The voice on the other end of the line stuttered momentarily, then blurted out, “I think I—we—us, uh, we have a paranormal emergency . . . I mean, I
know
we do. Please. We need help. Fast! Yes, we need fast help. Like, super fast!”
 
 
INGRID
eyed her boss from across the room while she tried to explain what had happened to the grumpy beast who’d answered the phone at the number she’d gotten from her favorite magazine
Vive La Paranormal
. “Yes. No. Oh, geez, I dunno. I just know we’re in a serious pickle here. No. It’s not me. It’s my boss. No, I can’t explain the symptoms. It’s not me who has them. It’s my boss!” she cried, pressure situations never having been her strong suit.
She paced the floor in front of the examining table, scrunching her eyes shut, running a trembling, ring-covered hand over her forehead. “You want to talk to her? I don’t know if she can talk-talk. You know? She’s had a serious incident here. I mean, she has—has . . .” Ingrid stumbled over her words, clearly unable to express what her boss “had.”

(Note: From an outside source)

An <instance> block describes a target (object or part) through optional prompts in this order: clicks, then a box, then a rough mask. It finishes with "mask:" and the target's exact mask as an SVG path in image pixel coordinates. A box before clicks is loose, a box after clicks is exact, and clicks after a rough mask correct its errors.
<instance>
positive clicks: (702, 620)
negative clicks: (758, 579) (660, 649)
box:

Skirting the metal examining table, Ingrid scurried past it as though she’d never seen anything in her life like what was lying on the table.
Katie had to wonder, though the wondering was vague and distorted by vision so clear it made everything almost magnified, if her trusty receptionist had ever been to the zoo.
Ingrid approached her with obvious caution, holding the phone at arm’s length. “The lady”—she held her hand over the earpiece—“and I use that term a bit loosely because she swears like a Navy SEAL—”
“Sailor,” Katie corrected, surprised she still had the capability to think with any remote precision.